High altitude payload design
High altitude payload design
CAD
Thermal Analysis
Data
Hardware

The mission: During my engineering placement year at Cambridge Consultants, I led a project to design, build, and validate a high-altitude payload for a stratospheric balloon flight. The target altitude was 30 km—the edge of space. Up there, the environment is brutal: the temperature drops to -60°C, and the atmosphere is so thin that convective cooling for electronics practically stops working. My payload needed to protect sensitive computing equipment from impact, extreme cold, and ironically, overheating.

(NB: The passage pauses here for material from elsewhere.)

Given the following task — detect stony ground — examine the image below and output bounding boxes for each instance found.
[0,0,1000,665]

Thermal engineering: To solve the thermal puzzle, I dug into aerospace engineering principles and designed a few conceptual cooling solutions. I built preliminary models in ANSYS to simulate how heat would flow (or fail to flow) away from the critical CPUs in near-vacuum conditions. While simulation is great, the only way to know for sure if a custom heatsink design will work is to freeze it and starve it of air.

Lab validation: I utilized the company's environmental testing facilities, locking the payload in a vacuum chamber that dropped to -40°C. I designed a rigorous test plan that simulated the exact pressure drops, thermal gradients, and flight durations we expected. After dialing in the thermal regulation in the lab, we were cleared for two live flight campaigns in April and May.

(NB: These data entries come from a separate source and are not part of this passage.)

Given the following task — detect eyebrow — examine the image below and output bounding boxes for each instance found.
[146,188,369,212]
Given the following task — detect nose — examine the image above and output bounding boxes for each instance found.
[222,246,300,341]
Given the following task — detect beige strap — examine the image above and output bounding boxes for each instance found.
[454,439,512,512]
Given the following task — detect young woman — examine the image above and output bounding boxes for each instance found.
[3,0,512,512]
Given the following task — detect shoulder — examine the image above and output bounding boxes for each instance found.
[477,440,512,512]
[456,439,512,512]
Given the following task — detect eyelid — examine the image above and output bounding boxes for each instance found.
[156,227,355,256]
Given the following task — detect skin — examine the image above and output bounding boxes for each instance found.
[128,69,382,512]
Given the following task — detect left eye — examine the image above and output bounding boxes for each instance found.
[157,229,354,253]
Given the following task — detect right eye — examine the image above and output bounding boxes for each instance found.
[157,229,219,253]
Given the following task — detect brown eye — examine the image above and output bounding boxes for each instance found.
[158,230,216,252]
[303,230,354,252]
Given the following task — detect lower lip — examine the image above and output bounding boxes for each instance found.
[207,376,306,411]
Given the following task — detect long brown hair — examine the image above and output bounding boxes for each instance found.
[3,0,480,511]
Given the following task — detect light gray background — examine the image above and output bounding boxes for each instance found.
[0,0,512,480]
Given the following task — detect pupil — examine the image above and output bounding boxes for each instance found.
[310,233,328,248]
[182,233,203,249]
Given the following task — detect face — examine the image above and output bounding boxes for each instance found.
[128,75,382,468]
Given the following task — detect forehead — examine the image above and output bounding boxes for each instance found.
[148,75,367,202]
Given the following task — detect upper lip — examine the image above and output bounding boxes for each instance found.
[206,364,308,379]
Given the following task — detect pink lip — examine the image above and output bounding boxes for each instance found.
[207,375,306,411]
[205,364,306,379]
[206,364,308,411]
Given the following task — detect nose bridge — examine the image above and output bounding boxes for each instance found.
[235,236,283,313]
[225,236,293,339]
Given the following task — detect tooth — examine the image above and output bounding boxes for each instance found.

24km over Bedford, AirFrance Boeing 777 flying from Paris to Toronto
24km over Bedford, AirFrance Boeing 777 flying from Paris to Toronto

Flight results: The data logged from the recovered payload was a massive success. The cooling system kept the CPU temperatures perfectly stable and well below critical throttling thresholds for the entire flight. The onboard camera also captured some stunning images—like the shot on the right, taken at 24 km altitude over Bedford, looking down on a commercial Boeing 777 airliner.

Presentation of the project
Presentation of the project

Wrapping it up: I concluded the placement by presenting the journey—from whiteboard concepts to stratospheric flight—to the entire company. I made sure to document every CAD file, parts list, and thermal profile, ensuring the team had a solid, flight-proven platform for future scientific missions.